The officer further pointed out that under the Jammu and Kashmir Evacuees’ Property Act, 2006, a fixed percentage of the revenue earned by the department is legally required to be spent on the upkeep and maintenance of custodian buildings. However, due to the absence of government authorization, even this statutory provision is not being implemented. “The law clearly mandates that maintenance must come from the department’s income, but we are not allowed to spend even that. We are suffocating under our own helplessness,” the officer lamented.
The irony is glaring. The Department of Estates continues to collect rent and house-rent allowance (HRA) from allottees of custodian accommodations, but the Custodian Department receives nothing from that stream for upkeep. “One government wing takes our rent, the other says it has no money to repair our flats. We are caught in between,” said another resident.
Inside the quarters, the conditions are deplorable. Electrical wiring is dangerously outdated, bathroom fittings rusted and broken, and the walls eaten up by moisture. Several small fires caused by short circuits have been reported in recent years. “We buy our own switches, bulbs, even water pipes,” a tenant said. “We can’t wait for a department that says it’s broke.”
Even as the department struggles to pay for cleaning and maintenance, it remains entangled in major land-allotment scandals being probed by multiple agencies. In May 2024, the Anti-Corruption Bureau (ACB) registered an FIR against seven persons, including prominent figures, for illegal encroachment of evacuee land in Srinagar. Later, in October 2025, the ACB filed FIR No. 19/2025 at its Srinagar Police Station over the unlawful exchange of 5 kanals and 5 marlas of custodian land at Gupkar Road without required No Objection Certificates.
In August 2025, the Enforcement Directorate (ED) raided multiple locations in Jammu and Udhampur, seizing incriminating documents linked to the illegal occupation of more than 500 kanals of custodian land.
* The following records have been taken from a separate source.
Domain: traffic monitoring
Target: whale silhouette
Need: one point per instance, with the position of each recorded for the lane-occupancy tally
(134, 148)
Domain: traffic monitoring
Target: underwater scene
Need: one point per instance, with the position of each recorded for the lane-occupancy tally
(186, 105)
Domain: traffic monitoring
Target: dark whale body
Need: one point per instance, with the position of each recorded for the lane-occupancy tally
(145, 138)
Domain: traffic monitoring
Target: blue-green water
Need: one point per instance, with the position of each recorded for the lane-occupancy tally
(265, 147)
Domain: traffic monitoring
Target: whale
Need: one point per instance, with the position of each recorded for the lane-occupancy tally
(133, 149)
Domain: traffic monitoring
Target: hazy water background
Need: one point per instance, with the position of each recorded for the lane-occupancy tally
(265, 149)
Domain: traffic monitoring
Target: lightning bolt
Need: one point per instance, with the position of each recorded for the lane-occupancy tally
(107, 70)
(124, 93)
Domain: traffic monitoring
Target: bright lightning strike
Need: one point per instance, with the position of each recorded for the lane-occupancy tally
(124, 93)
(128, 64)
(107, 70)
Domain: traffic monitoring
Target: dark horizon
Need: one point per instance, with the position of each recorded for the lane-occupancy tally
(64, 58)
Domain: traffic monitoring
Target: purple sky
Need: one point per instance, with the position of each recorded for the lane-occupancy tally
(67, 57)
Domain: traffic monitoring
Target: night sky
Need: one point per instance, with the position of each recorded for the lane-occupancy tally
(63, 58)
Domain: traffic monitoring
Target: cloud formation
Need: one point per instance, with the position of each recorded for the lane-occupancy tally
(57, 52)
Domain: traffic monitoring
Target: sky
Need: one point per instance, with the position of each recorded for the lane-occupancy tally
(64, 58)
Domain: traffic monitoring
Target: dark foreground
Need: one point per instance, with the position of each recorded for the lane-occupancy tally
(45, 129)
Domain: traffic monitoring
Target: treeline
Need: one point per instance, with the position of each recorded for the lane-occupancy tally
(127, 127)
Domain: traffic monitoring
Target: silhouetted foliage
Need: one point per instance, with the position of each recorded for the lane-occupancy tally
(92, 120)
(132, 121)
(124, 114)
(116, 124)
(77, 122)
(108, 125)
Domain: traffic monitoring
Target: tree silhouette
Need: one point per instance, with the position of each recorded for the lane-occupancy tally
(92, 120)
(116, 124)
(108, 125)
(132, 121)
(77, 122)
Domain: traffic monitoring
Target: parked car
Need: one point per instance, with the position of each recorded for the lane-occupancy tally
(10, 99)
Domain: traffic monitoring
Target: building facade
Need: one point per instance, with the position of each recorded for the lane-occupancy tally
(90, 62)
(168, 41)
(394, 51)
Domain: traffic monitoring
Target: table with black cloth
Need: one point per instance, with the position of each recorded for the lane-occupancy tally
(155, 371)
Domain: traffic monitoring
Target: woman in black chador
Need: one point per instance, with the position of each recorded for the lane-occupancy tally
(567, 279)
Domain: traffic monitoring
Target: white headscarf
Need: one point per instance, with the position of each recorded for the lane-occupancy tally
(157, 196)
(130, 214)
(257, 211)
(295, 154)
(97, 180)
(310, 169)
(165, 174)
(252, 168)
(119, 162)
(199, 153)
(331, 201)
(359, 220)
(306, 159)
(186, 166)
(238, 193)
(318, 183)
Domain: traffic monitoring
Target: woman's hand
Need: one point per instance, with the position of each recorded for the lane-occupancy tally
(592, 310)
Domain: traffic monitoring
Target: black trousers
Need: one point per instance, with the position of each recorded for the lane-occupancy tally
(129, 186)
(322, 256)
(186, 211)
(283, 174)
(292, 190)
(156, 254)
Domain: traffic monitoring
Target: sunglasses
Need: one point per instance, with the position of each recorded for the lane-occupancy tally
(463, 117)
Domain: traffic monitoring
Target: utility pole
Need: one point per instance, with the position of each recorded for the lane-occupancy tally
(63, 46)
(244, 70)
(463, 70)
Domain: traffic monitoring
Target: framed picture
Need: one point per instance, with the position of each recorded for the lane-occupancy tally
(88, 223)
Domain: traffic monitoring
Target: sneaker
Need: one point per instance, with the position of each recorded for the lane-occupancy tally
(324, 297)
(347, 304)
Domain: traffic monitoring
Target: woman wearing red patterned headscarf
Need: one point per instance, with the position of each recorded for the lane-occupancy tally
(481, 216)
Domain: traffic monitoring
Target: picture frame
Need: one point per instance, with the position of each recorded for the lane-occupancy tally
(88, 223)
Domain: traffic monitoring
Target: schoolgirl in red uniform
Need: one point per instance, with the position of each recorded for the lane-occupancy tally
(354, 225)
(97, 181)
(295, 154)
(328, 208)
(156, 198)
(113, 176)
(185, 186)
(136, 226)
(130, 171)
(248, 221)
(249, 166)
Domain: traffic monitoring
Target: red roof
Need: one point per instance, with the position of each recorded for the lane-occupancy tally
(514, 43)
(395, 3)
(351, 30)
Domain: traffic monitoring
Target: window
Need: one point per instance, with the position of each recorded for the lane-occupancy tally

The case exposed a deep nexus of officials and intermediaries allegedly manipulating records to transfer evacuee property into private hands.
These ongoing investigations underscore the tragic irony: while crores’ worth of custodian land have been misused or encroached upon, the department’s own tenants live amid sewage, leaking walls, and contaminated water. “We don’t blame the present custodian; he has inherited a wrecked system,” said one Rawalpora resident. “But our misery is real — no water, no repairs, no sanitation.”
Across Rawalpora, Rajbagh, and Jawahar Nagar, custodian quarters echo the same cry. Buildings crumble, water tanks fester, and sewage floods homes. Even the department’s employees — unpaid, overworked, and stripped of resources — have lost faith. “How can we serve the public when we can’t even buy paper for our offices?” the senior officer asked.
For the families who still live in these quarters, the demand is simple — clean water, working lights, and a sense of dignity. “We pay rent, we serve the government, but we live like refugees in our own homes,” a tenant said quietly. “Is that the legacy the Custodian Department wants to preserve?”